Artigo 9.º - Identificação e Caracterização dos Bens do Ativo Fixo Tangível

Capítulo III - Competências

Artigo 10.º - Junta de Freguesia e Assembleia de Freguesia

Artigo 11.º - Órgão Executivo

Artigo 12.º - Comissão de Avaliação e Acompanhamento

Artigo 13.º - Competências

Artigo 14.º - Guarda e Conservação de Bens

Capítulo IV - Aquisição e Registo de Propriedade

Artigo 15.º - Aquisição

Artigo 16.º - Registo de Propriedade

Capítulo V - Abate, Alienação, Cessão e Transferência

Artigo 17.º - Abate

Artigo 18.º - Formas e Alienação

Artigo 19.º - Autorização de Alienação

Artigo 20.º - Cessão

Artigo 21.º - Afetação e Transferência

Capítulo VI - Furtos, Roubos, Incêndios e Extravios

Artigo 22.º - Regra Geral

Artigo 23.º - Furtos, Roubos e Incêndios

Artigo 24.º - Extravios

Capítulo VII - Seguros

Artigo 25.º - Seguros

Capítulo VIII - Mensuração do Imobilizado

Artigo 26.º - Mensuração do Imobilizado

Artigo 27.º - Grandes Reparações e Conservações

Artigo 28.º - Depreciações e Amortizações

Artigo 29.º - Perdas por Imparidade

Capítulo IX - Disposições finais e entrada em vigor

Artigo 30.º - Disposições finais e transitórias

Artigo 31.º - Entrada em vigor

Nota explicativa

Tendo em conta que a Junta de Freguesia de Lousa implementou, a partir do dia 1 de janeiro de 2020, o Sistema de Normalização Contabilística para as Administrações Públicas (SNC-AP), aprovado pelo Decreto-Lei n.º 192/2015, de 11 de setembro, e para o cumprimento do disposto na alínea h) do n.º 1 do artigo 16.º do anexo I da Lei n.º 75/2013, de 12 de setembro, na sua redação atual, foi elaborada a presente proposta de Regulamento de Inventário e Cadastro do Património da freguesia a partir da legislação aplicável ao Património do Estado, tendo sido introduzidas alterações consideradas necessárias para uma melhor adequação à realidade patrimonial da Freguesia de Lousa.
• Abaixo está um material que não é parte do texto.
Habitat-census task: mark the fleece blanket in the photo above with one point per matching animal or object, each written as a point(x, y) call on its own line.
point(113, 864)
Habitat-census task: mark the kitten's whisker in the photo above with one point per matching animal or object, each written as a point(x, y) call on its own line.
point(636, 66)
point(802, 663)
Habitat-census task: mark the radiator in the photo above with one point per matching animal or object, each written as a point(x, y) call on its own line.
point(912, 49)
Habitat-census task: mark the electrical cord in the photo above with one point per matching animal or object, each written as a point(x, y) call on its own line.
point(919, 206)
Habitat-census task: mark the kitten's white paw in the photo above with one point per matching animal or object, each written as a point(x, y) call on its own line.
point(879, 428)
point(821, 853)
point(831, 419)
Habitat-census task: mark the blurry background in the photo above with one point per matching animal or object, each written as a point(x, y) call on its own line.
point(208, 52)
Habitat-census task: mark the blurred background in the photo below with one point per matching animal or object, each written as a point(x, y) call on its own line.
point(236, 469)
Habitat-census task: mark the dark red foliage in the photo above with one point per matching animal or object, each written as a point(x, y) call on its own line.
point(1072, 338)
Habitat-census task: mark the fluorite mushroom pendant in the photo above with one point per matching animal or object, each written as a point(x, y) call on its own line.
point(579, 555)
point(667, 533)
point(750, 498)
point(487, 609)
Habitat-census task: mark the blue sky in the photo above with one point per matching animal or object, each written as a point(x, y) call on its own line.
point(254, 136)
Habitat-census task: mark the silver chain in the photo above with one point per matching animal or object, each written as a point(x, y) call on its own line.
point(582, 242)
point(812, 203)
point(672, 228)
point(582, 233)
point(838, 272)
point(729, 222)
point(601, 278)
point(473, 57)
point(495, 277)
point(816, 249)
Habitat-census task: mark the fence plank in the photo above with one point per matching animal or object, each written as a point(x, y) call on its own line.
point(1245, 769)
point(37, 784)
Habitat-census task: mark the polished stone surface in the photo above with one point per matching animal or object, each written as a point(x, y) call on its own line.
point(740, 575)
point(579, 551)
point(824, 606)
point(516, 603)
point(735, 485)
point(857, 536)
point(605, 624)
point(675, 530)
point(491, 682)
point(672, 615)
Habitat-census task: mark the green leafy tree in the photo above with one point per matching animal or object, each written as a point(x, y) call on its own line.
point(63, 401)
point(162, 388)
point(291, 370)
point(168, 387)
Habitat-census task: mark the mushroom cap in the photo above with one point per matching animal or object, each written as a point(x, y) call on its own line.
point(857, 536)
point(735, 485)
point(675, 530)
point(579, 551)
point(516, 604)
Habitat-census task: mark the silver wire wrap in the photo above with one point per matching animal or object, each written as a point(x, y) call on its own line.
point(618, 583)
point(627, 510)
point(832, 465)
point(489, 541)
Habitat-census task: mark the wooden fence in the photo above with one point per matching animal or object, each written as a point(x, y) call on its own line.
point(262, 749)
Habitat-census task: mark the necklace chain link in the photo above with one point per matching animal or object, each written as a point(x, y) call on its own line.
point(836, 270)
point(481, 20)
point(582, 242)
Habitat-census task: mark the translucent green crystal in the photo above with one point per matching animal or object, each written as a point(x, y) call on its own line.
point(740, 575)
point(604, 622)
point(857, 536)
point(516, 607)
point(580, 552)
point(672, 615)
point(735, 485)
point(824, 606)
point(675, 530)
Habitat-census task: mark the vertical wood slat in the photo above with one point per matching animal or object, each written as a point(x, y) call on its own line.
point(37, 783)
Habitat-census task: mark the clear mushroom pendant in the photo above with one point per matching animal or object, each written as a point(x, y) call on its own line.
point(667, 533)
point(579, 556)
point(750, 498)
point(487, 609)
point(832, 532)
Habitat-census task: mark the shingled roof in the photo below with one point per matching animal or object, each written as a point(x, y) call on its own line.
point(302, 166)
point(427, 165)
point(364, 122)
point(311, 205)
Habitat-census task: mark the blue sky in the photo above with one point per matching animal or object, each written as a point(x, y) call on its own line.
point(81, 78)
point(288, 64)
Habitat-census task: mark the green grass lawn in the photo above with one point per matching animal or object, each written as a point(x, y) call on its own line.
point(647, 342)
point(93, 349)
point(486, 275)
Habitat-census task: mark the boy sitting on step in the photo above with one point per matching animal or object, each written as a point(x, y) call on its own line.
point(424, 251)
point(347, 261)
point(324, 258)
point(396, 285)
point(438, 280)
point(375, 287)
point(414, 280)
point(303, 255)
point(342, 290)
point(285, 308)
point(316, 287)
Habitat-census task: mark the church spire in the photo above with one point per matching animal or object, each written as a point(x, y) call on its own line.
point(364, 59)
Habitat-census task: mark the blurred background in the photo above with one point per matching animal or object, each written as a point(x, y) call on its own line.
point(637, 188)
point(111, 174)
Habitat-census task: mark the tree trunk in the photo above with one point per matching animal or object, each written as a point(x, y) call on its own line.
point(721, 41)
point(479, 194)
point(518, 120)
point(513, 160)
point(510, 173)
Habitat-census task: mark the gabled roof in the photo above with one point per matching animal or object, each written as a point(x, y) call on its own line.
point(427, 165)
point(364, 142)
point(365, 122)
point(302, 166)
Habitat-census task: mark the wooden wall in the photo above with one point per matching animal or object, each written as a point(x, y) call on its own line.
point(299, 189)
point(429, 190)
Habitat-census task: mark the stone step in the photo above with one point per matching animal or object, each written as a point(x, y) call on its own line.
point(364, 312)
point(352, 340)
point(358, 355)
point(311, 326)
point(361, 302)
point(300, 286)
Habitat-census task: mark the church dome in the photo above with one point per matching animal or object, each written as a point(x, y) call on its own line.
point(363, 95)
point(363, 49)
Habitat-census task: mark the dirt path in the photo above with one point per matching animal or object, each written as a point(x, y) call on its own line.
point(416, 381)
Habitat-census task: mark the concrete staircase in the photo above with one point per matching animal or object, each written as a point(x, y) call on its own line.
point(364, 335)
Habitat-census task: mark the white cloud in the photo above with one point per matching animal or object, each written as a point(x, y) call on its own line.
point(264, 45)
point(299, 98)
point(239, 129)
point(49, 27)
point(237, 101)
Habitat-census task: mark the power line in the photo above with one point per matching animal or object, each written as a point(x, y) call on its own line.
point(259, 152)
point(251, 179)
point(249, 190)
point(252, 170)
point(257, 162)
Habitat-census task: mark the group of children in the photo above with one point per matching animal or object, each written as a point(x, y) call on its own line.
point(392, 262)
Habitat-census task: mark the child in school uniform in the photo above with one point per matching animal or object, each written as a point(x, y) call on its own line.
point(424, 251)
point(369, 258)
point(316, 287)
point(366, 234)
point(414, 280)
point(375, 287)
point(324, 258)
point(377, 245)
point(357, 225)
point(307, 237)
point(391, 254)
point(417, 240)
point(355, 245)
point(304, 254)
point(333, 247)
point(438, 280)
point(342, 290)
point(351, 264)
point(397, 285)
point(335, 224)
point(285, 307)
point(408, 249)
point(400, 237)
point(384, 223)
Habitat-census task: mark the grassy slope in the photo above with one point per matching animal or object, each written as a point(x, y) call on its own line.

O inventário é um importante instrumento de gestão para as Autarquias, o qual deverá permanecer sempre atualizado, de modo a permitir conhecer, em qualquer momento, o estado, o valor, a afetação e a localização dos bens.

CAPÍTULO I

Princípios Gerais

Artigo 1.º

Âmbito da Aplicação

1 - O inventário e cadastro do património da freguesia compreende todos os bens móveis e imóveis, direitos e obrigações constitutivos dos mesmos, nos termos dispostos nas Normas de Contabilidade Pública (NCP) no âmbito do SNC-AP, nomeadamente, as NCP n.º 3 (Ativos Intangíveis), 4 (Acordos de Concessão de Serviços: Concedente), 5 (Ativos Fixos Tangíveis), 6 (Locações), 8 (Propriedades de Investimento) e 9 (Imparidade de Ativos) e de outra legislação em vigor.

2 - Os bens sujeitos ao inventário e cadastro compreendem os bens de domínio público, os bens de domínio privado da freguesia, os bens e património histórico e os bens em regime de locação em que a Freguesia seja responsável pela sua administração e controlo.

Artigo 2.º

Objetivos

1 - O presente regulamento estabelece os princípios gerais de inventariação, aquisição, registo, afetação, seguros, abates, mensuração e gestão dos bens móveis e imóveis da freguesia, inventariação de direitos e obrigações, assim como as competências dos diversos serviços da freguesia envolvidos na prossecução daqueles objetivos.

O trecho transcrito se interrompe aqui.